Muhammadiyah Dorong Lulusan Kampus Jadi Pencipta Lapangan Kerja di Tengah Ketidakpastian Ekonomi
TVMU.TV - Ketua Majelis Pendidikan Tinggi, Penelitian, dan Pengembangan (Diktilitbang) Pimpinan Pusat (PP) Muhammadiyah, Bambang Setiadji, mendorong lulusan Perguruan Tinggi Muhammadiyah-’Aisyiyah (PTMA) untuk membangun kemandirian ekonomi dan tidak bergantung sepenuhnya pada peluang kerja formal yang semakin kompetitif.
Pesan tersebut disampaikan Bambang saat memberikan sambutan pada Wisuda Universitas Muhammadiyah Indonesia (UMI) di Bekasi, Sabtu (13/6/2026).

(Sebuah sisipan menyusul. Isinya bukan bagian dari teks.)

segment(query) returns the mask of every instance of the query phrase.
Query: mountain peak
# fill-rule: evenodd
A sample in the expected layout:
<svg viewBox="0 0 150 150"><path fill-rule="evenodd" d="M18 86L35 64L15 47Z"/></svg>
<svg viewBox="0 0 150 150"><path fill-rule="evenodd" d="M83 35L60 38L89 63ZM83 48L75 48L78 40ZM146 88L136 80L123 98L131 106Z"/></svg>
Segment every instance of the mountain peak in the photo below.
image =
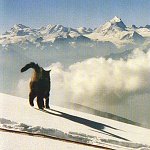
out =
<svg viewBox="0 0 150 150"><path fill-rule="evenodd" d="M24 28L29 28L29 27L27 27L27 26L25 26L23 24L15 24L13 26L13 28L15 28L15 29L24 29Z"/></svg>
<svg viewBox="0 0 150 150"><path fill-rule="evenodd" d="M113 19L110 20L110 22L112 22L112 23L122 22L122 20L119 17L115 16Z"/></svg>

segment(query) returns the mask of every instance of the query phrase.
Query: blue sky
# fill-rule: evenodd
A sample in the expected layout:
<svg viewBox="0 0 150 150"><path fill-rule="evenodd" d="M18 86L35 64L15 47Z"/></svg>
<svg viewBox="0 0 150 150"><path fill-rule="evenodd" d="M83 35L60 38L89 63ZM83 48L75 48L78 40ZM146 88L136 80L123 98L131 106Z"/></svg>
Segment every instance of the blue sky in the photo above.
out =
<svg viewBox="0 0 150 150"><path fill-rule="evenodd" d="M14 24L95 28L114 16L126 25L150 24L150 0L0 0L0 32Z"/></svg>

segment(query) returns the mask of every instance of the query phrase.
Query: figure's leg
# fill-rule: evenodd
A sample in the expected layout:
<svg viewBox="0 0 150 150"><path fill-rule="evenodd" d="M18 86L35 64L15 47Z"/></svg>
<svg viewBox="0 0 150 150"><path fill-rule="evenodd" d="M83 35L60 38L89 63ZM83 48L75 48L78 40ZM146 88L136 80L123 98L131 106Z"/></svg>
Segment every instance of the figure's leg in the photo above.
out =
<svg viewBox="0 0 150 150"><path fill-rule="evenodd" d="M34 106L33 100L36 97L36 95L33 92L29 93L29 103L31 106Z"/></svg>
<svg viewBox="0 0 150 150"><path fill-rule="evenodd" d="M45 99L46 99L46 101L45 101L45 108L50 109L50 107L49 107L49 93L46 94Z"/></svg>
<svg viewBox="0 0 150 150"><path fill-rule="evenodd" d="M37 105L38 105L39 109L44 108L44 100L43 100L43 97L40 95L37 96Z"/></svg>

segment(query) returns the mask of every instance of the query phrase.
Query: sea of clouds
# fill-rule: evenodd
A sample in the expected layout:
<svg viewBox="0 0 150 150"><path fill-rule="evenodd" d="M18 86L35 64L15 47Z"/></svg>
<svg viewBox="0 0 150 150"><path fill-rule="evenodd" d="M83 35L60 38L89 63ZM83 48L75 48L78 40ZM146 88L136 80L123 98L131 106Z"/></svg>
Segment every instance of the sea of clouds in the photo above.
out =
<svg viewBox="0 0 150 150"><path fill-rule="evenodd" d="M127 60L90 58L68 68L58 62L45 69L52 70L53 104L78 103L107 112L119 112L137 121L142 115L147 115L150 105L150 51L145 53L135 49ZM19 80L16 91L20 95L27 94L28 84L29 79ZM140 109L141 113L137 115Z"/></svg>

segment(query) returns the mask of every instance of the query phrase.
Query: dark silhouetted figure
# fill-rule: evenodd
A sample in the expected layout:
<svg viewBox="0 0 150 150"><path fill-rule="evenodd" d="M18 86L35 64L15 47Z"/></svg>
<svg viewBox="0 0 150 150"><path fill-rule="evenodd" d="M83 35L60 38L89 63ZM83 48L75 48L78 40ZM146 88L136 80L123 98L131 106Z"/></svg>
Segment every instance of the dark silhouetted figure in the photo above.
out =
<svg viewBox="0 0 150 150"><path fill-rule="evenodd" d="M21 72L28 69L34 69L31 81L30 81L30 93L29 93L29 103L34 106L33 100L37 97L37 105L39 109L50 108L49 107L49 92L50 92L50 71L44 70L38 64L31 62L25 65ZM44 105L45 98L45 105Z"/></svg>

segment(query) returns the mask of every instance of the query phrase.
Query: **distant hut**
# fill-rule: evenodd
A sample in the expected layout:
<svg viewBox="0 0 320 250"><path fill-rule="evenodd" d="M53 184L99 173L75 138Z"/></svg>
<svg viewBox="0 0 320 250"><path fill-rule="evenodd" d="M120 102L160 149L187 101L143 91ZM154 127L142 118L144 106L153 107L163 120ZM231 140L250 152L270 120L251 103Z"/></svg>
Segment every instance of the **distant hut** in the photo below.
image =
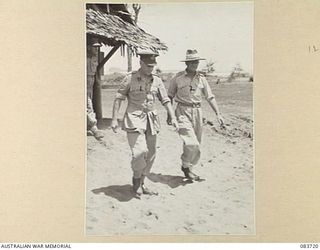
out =
<svg viewBox="0 0 320 250"><path fill-rule="evenodd" d="M240 64L238 63L230 73L228 82L232 82L234 80L249 81L249 79L250 79L249 73L245 72L240 66Z"/></svg>
<svg viewBox="0 0 320 250"><path fill-rule="evenodd" d="M137 49L167 50L158 38L146 33L134 24L125 4L87 4L87 94L92 98L97 118L102 118L101 70L112 55L121 49L125 55L127 47L136 55ZM112 47L104 56L100 46Z"/></svg>

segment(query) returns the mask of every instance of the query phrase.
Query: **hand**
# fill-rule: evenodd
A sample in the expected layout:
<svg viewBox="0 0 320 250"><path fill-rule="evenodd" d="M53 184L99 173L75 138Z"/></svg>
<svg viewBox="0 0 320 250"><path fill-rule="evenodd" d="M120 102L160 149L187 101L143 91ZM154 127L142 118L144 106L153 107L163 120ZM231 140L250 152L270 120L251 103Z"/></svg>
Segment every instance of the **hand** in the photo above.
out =
<svg viewBox="0 0 320 250"><path fill-rule="evenodd" d="M168 125L172 125L172 119L171 119L171 116L169 114L167 115L167 124Z"/></svg>
<svg viewBox="0 0 320 250"><path fill-rule="evenodd" d="M170 119L171 119L171 118L170 118ZM179 124L178 124L177 119L171 119L171 124L172 124L172 126L175 128L175 131L178 131L178 130L179 130Z"/></svg>
<svg viewBox="0 0 320 250"><path fill-rule="evenodd" d="M118 120L117 119L112 119L111 128L114 133L117 133L117 128L118 128Z"/></svg>
<svg viewBox="0 0 320 250"><path fill-rule="evenodd" d="M217 115L217 120L221 128L225 128L223 118L220 114Z"/></svg>

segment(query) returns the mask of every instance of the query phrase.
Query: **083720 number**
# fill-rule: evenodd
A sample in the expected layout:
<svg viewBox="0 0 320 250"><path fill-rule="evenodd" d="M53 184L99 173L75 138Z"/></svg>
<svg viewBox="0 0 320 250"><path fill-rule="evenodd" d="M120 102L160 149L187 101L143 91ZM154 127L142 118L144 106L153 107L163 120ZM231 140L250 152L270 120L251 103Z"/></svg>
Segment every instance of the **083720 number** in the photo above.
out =
<svg viewBox="0 0 320 250"><path fill-rule="evenodd" d="M300 244L300 248L319 248L319 244L315 244L315 243L303 243Z"/></svg>

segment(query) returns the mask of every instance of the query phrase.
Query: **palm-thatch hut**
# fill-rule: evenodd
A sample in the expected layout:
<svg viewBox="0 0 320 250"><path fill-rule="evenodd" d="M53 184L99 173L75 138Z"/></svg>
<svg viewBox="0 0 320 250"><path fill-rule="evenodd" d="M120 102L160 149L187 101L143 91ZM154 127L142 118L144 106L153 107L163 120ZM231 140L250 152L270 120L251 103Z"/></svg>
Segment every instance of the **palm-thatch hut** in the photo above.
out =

Menurut Bambang, kondisi ekonomi global dan nasional yang masih menghadapi berbagai tantangan berdampak pada dunia industri, termasuk melambatnya penyerapan tenaga kerja. Situasi tersebut menuntut lulusan perguruan tinggi untuk lebih adaptif dan kreatif dalam menciptakan peluang usaha.
“Kalau dalam ekonomi yang memanas mungkin pengusaha industri akan mengerem untuk perekrutan tenaga kerja,” ungkap Bambang.
Ia menilai perkembangan teknologi digital telah membuka ruang yang lebih luas bagi generasi muda untuk membangun usaha secara mandiri. Karena itu, lulusan PTMA perlu memanfaatkan kemajuan teknologi dan platform digital sebagai sarana mengembangkan bisnis.
“Buatlah usaha, sekarang itu era toko-toko online dengan sangat mudah itu dibuat. Pokoknya eranya itu era kemandirian – namanya gauge economy,” katanya.
Bambang menegaskan bahwa lulusan perguruan tinggi tidak boleh hanya berorientasi menjadi pencari kerja. Sebaliknya, mereka harus berani menjadi pencipta lapangan kerja yang mampu memberikan manfaat bagi masyarakat.
“Buatlah usahamu sendiri, sesuai impianmu sendiri. Wujudkanlah ekonomi kemandirian,” imbuhnya.
Dalam kesempatan yang sama, Wakil Menteri Ketenagakerjaan Republik Indonesia, Afriansyah Noor, menyampaikan pandangan serupa terkait tantangan dunia kerja yang semakin dipengaruhi perkembangan teknologi, termasuk kecerdasan buatan atau artificial intelligence (AI).
Menurutnya, dunia industri saat ini tidak hanya membutuhkan lulusan yang memiliki ijazah, tetapi juga kompetensi nyata yang relevan dengan kebutuhan pasar kerja.
“Dunia industri tidak lagi hanya mencari individu yang memegang selembar ijazah, melainkan mencari sarjana yang cakap, mereka yang memiliki kompetensi nyata, adaptif, dan siap langsung berkontribusi,” ujar Afriansyah.
Ia berharap Muhammadiyah terus berperan aktif membantu pemerintah dalam mencetak sumber daya manusia unggul yang mampu beradaptasi dengan perubahan zaman, menguasai teknologi, serta memiliki jiwa kewirausahaan yang kuat.
Dorongan tersebut sejalan dengan upaya berbagai perguruan tinggi untuk memperkuat ekosistem kewirausahaan mahasiswa. Selain mencetak lulusan yang siap memasuki dunia kerja, kampus juga diharapkan mampu melahirkan generasi muda yang mandiri secara ekonomi dan mampu membuka peluang kerja baru di tengah ketidakpastian ekonomi global.
Dengan jaringan lebih dari 160 perguruan tinggi Muhammadiyah-’Aisyiyah di Indonesia, Muhammadiyah terus mendorong transformasi pendidikan tinggi yang tidak hanya berfokus pada pencapaian akademik, tetapi juga penguatan karakter, inovasi, dan kemandirian ekonomi bagi para lulusannya.